CHAPEL HILL — Steve Spade, director of Chapel Hill Transit for the past six years, will leave to become the transit director for Wichita, Kan.
“While we wish Steve well, this is a serious blow to our transit operations,” Chapel Hill Town Manager Roger Stancil said. The town will start a search process for a new director with bus system partners UNC and Carrboro.
Spade arrived when Chapel Hill Transit had just 35-foot buses. Under his leadership, the system acquired its first hybrid and articulated buses, the 60-foot Slinky-like buses that double seating capacity during peak travel times. The new $22 million Chapel Hill Transit maintenance center on Millhouse Road next to the Town Operations Center was also built during his tenure.

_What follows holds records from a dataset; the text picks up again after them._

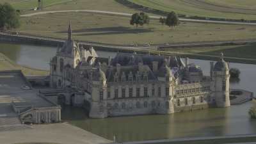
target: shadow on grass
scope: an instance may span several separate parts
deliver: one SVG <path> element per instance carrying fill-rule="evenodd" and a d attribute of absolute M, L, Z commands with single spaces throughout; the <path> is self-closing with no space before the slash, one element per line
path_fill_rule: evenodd
<path fill-rule="evenodd" d="M 106 27 L 98 28 L 88 28 L 76 29 L 72 31 L 74 35 L 117 35 L 117 34 L 136 34 L 140 33 L 153 32 L 153 28 L 128 28 L 128 27 Z M 57 33 L 67 33 L 66 31 Z"/>

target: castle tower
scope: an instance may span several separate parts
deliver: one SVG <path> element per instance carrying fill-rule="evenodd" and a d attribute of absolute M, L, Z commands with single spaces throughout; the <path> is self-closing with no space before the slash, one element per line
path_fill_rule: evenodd
<path fill-rule="evenodd" d="M 223 54 L 221 54 L 220 60 L 215 63 L 212 70 L 214 96 L 217 107 L 228 107 L 229 99 L 229 68 L 228 63 L 224 61 Z"/>
<path fill-rule="evenodd" d="M 108 116 L 107 80 L 105 73 L 100 69 L 93 70 L 92 74 L 92 102 L 89 116 L 91 118 Z"/>

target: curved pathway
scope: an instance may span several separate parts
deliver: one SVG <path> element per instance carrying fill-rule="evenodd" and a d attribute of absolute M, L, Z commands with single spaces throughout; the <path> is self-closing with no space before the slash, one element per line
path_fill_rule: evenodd
<path fill-rule="evenodd" d="M 120 13 L 109 11 L 101 11 L 101 10 L 58 10 L 58 11 L 44 11 L 40 12 L 35 12 L 29 14 L 22 15 L 21 17 L 31 17 L 38 15 L 44 15 L 48 13 L 67 13 L 67 12 L 84 12 L 84 13 L 93 13 L 99 14 L 106 14 L 119 16 L 131 17 L 131 13 Z M 160 16 L 149 16 L 152 19 L 159 19 Z M 240 25 L 251 25 L 256 26 L 255 22 L 231 22 L 231 21 L 218 21 L 218 20 L 199 20 L 199 19 L 180 19 L 180 21 L 184 22 L 205 22 L 205 23 L 215 23 L 215 24 L 240 24 Z"/>

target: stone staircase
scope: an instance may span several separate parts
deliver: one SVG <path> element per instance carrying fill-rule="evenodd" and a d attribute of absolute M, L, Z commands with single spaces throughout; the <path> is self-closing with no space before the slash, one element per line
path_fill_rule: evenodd
<path fill-rule="evenodd" d="M 8 113 L 0 115 L 0 131 L 16 131 L 29 129 L 29 127 L 22 124 L 16 113 Z"/>

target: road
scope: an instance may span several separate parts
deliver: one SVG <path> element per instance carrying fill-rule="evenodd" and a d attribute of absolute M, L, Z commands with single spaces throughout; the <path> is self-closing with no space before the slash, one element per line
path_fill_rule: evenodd
<path fill-rule="evenodd" d="M 21 17 L 31 17 L 38 15 L 44 15 L 47 13 L 67 13 L 67 12 L 84 12 L 84 13 L 93 13 L 99 14 L 107 14 L 119 16 L 126 16 L 131 17 L 131 13 L 120 13 L 109 11 L 101 11 L 101 10 L 58 10 L 58 11 L 45 11 L 35 12 L 33 13 L 29 13 L 26 15 L 22 15 Z M 159 19 L 160 16 L 149 16 L 150 18 Z M 239 24 L 239 25 L 250 25 L 256 26 L 255 22 L 231 22 L 231 21 L 218 21 L 218 20 L 199 20 L 199 19 L 180 19 L 180 21 L 183 22 L 205 22 L 205 23 L 214 23 L 214 24 Z"/>

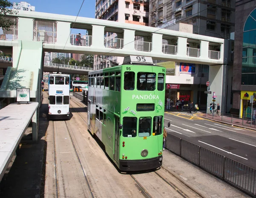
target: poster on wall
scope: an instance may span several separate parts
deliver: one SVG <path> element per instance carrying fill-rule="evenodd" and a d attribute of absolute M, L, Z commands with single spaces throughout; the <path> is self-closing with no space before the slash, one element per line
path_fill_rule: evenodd
<path fill-rule="evenodd" d="M 181 74 L 194 74 L 195 72 L 195 64 L 180 63 L 180 73 Z"/>
<path fill-rule="evenodd" d="M 166 75 L 174 76 L 175 75 L 175 62 L 166 61 L 158 63 L 157 65 L 163 66 L 166 69 Z"/>

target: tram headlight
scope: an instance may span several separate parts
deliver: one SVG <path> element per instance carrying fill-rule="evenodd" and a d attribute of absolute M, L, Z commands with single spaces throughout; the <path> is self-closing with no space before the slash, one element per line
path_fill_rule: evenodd
<path fill-rule="evenodd" d="M 143 149 L 141 151 L 141 152 L 140 153 L 140 155 L 141 155 L 142 157 L 146 157 L 148 154 L 148 152 L 146 149 Z"/>

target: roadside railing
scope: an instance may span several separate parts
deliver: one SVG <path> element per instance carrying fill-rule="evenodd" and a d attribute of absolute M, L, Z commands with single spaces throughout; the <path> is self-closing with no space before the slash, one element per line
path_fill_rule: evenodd
<path fill-rule="evenodd" d="M 256 196 L 255 169 L 169 133 L 166 148 L 244 192 Z"/>
<path fill-rule="evenodd" d="M 256 121 L 253 117 L 253 119 L 251 119 L 250 118 L 243 117 L 241 118 L 239 115 L 225 113 L 221 113 L 220 116 L 218 116 L 215 112 L 214 115 L 212 114 L 207 114 L 207 117 L 234 124 L 256 128 Z"/>

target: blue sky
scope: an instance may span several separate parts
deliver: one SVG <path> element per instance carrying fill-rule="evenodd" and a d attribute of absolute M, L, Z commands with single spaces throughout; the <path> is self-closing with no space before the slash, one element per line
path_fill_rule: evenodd
<path fill-rule="evenodd" d="M 12 3 L 26 1 L 35 7 L 35 11 L 76 16 L 83 0 L 19 0 Z M 95 18 L 96 0 L 84 0 L 79 17 Z M 86 34 L 85 30 L 73 29 L 71 34 Z"/>

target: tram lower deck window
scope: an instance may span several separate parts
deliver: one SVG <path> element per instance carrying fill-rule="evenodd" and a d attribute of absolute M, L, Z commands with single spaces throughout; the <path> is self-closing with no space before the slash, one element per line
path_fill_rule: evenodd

“I think we’ve done a lot in the last six years to improve the quality of service,” Spade said in an interview Wednesday. “Our buses are more timely. Our drivers are doing a great job.”

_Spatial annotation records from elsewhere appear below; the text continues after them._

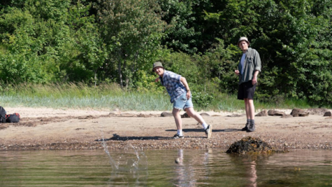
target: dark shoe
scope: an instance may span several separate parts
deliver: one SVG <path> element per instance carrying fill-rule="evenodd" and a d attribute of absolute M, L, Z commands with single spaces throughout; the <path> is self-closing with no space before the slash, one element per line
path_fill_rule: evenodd
<path fill-rule="evenodd" d="M 248 130 L 247 130 L 247 132 L 254 132 L 255 129 L 256 128 L 255 128 L 254 124 L 250 124 L 250 125 L 248 127 Z"/>
<path fill-rule="evenodd" d="M 249 123 L 245 123 L 245 127 L 241 129 L 242 131 L 247 131 L 248 130 Z"/>
<path fill-rule="evenodd" d="M 183 135 L 180 136 L 179 134 L 175 134 L 175 135 L 174 135 L 174 137 L 173 137 L 173 139 L 179 139 L 179 138 L 183 138 L 183 137 L 185 137 L 185 136 L 183 136 Z"/>
<path fill-rule="evenodd" d="M 208 139 L 210 138 L 211 137 L 211 135 L 212 135 L 212 125 L 209 125 L 208 126 L 208 127 L 205 130 L 205 134 L 206 134 L 206 137 Z"/>

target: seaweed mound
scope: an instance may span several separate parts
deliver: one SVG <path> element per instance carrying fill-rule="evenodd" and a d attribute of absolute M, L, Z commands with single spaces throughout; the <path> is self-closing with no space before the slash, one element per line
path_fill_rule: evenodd
<path fill-rule="evenodd" d="M 275 148 L 259 138 L 247 137 L 236 141 L 226 151 L 227 153 L 272 153 L 277 152 Z"/>

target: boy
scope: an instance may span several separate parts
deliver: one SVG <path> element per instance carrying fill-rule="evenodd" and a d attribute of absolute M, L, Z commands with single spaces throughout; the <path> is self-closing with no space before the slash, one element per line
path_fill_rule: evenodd
<path fill-rule="evenodd" d="M 207 138 L 210 138 L 212 125 L 208 125 L 202 116 L 194 110 L 190 89 L 185 78 L 172 71 L 165 70 L 160 62 L 156 62 L 153 64 L 152 71 L 159 76 L 156 78 L 156 82 L 160 80 L 161 85 L 166 88 L 168 95 L 171 96 L 171 102 L 173 104 L 172 113 L 175 120 L 178 132 L 173 138 L 179 139 L 184 137 L 182 122 L 180 115 L 181 109 L 185 111 L 190 117 L 194 118 L 199 123 L 202 124 Z"/>

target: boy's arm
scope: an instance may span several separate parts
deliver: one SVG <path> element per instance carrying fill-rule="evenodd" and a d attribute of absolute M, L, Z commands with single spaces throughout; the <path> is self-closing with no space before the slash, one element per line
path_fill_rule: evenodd
<path fill-rule="evenodd" d="M 187 83 L 187 80 L 185 77 L 181 76 L 180 78 L 180 81 L 182 83 L 187 90 L 187 99 L 189 99 L 190 98 L 190 89 L 189 88 L 188 83 Z"/>

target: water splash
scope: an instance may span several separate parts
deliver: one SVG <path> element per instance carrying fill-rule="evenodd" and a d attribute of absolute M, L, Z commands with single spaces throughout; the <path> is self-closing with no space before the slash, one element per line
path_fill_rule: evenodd
<path fill-rule="evenodd" d="M 108 156 L 110 164 L 114 171 L 136 172 L 138 170 L 147 169 L 147 157 L 144 151 L 129 144 L 128 146 L 122 151 L 123 153 L 122 153 L 121 155 L 111 155 L 108 151 L 103 131 L 101 132 L 101 145 L 103 147 L 105 153 L 106 153 Z"/>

He also said he is proud of the collaboration he’s helped foster among Chapel Hill, Carrboro and UNC, which will remain important in the face of uncertain future state and federal funding. The three local partners contribute about $10 million of Chapel Hill Transit’s $19 million budget, he noted.
Chapel Hill Transit is best known for its fare-free system that provides over 7 million rides annually. Satisfaction surveys show 85 percent of riders rate service as very good or excellent, Spade said. Most surveys of bus systems across the country get 50 percent satisfaction, he said.
Spade’s last day is Oct. 26. His departure will come about a week before Orange County residents vote on a half-cent sales tax (5 cents on a $10 purchase) on the November ballot for improved transit services: primarily a regional light rail line and Bus Rapid Transit. BRT would use bigger buses traveling more frequently and in dedicated lanes and/or with technology that would give them preferential treatment in traffic.
Spade joined Chapel Hill Transit in 2006 after retiring as the general manager of the Des Moines Metropolitan Transit Authority, where he worked for 32 years. In his resignation letter, he said he and his wife wanted to return to the Midwest to be closer to their families.
“At the same time I have been presented with an incredible opportunity to continue my transit career in Wichita, a Midwestern city located in close proximity to our families,” he said. “I am excited about the new challenges that await me at Wichita Transit and we are looking forward to having more time with our family. There is also a sense of sadness as we will miss the many friends we have made in Chapel Hill.
Stancil called Spade an inspired leader.
“Our partnership with UNC and Carrboro and the quality of our system is the envy of many cities across the country. Steve has worked hard to improve relationships with our employees as well as with other local, state, and federal partners in proving transportation to our community. ... I especially will miss his leadership, his innovative thinking, his efforts to be part of the greater team for our community, his friendship and even his humor.”